Politicians and residents have welcomed East Riding Council's first victory over wind farm developers at appeal.
Planning inspectors have so far always backed developers over local objections.
But now planning inspector Andrew Pykett has agreed with East Riding Council's refusal of plans for three giant turbines on the coast near Tunstall and dismissed developer Energiekontor UK's appeal.
Two wind farms have already been given approval at nearby Roos – totalling 12 turbines – with another three at Burton Pidsea.
East Riding Council's environmental portfolio holder Coun Symon Fraser said the inspector's decision gave hope "that there is a purpose in objecting and there is a purpose in refusing if the community and the council are minded to jointly consider that they are inappropriately sited."
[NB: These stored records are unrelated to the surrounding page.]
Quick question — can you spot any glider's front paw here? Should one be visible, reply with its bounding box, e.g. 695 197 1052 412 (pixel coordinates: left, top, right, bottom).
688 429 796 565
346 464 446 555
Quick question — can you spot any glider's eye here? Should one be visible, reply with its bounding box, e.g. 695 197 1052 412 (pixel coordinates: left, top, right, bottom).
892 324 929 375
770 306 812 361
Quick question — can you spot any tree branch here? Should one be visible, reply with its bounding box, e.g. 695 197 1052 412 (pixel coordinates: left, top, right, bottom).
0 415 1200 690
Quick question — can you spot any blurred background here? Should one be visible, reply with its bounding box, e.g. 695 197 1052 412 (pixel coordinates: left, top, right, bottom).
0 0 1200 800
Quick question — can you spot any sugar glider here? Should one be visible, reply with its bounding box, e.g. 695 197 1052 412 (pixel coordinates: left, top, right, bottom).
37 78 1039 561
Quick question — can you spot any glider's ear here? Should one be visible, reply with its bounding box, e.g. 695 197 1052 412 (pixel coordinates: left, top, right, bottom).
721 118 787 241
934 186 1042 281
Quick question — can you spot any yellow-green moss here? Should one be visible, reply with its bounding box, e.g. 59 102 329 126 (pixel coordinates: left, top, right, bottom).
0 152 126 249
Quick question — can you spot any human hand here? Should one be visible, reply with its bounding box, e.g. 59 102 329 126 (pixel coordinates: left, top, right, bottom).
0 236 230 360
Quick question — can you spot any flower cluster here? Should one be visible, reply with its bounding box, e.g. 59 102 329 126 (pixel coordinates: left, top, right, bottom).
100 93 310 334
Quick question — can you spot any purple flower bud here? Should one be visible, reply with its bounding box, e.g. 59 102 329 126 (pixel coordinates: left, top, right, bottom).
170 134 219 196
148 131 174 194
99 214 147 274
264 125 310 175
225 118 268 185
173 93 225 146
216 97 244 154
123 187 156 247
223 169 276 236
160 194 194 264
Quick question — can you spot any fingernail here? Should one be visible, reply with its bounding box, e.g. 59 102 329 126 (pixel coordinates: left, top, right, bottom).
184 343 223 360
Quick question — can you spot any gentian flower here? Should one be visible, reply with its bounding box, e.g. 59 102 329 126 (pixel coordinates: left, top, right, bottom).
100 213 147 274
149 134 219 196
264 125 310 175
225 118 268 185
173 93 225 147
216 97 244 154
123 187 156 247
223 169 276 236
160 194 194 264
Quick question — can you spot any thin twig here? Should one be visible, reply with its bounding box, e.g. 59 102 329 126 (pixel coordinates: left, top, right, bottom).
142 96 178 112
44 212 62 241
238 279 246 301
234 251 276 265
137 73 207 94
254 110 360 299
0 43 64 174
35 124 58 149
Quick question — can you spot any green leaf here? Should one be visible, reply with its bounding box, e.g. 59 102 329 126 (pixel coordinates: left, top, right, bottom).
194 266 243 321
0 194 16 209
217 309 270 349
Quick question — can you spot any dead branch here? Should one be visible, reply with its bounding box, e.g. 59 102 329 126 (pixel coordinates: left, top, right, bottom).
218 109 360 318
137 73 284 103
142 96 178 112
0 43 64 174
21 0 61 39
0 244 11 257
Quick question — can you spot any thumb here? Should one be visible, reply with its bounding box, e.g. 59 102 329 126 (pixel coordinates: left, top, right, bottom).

Coun Fraser said he believed there were better ways of producing renewable energy, which did not require fossil fuel back up when the machines could not operate because of weather conditions.
Chairman of the parish council David Winter welcomed the decision but said they would still be left with 12 turbines.
He said: "It is good news but the other two shouldn't have been passed either."
Mr Pykett said two or more of the wind farms would be noticeable, particularly to someone driving between Tunstall, Roos and Burton Pidsea. He added: "An observer in this area would enjoy little respite from the presence of turbines either travelling in a vehicle or walking in the locality.
"It would be difficult to avoid the sequential cumulative effect or the sense that the turbines had defined the local landscape of a substantial proportion of this part of Holderness."
He concluded that in this case "the cumulative impacts would be sufficiently serious to constitute a harmful impact on the landscape and visual amenity of the area."
Appeals on the nine-turbines wind farm at Sunderland Farm, Roos and three-turbines at Tedder Hill, Roos were both upheld.
Earlier this week wind farm developers RES carried out a dummy run with a specially-modified lorry to test the delivery route from Hull docks. Work will begin on the farm early next year. Building is expected to take 12 months.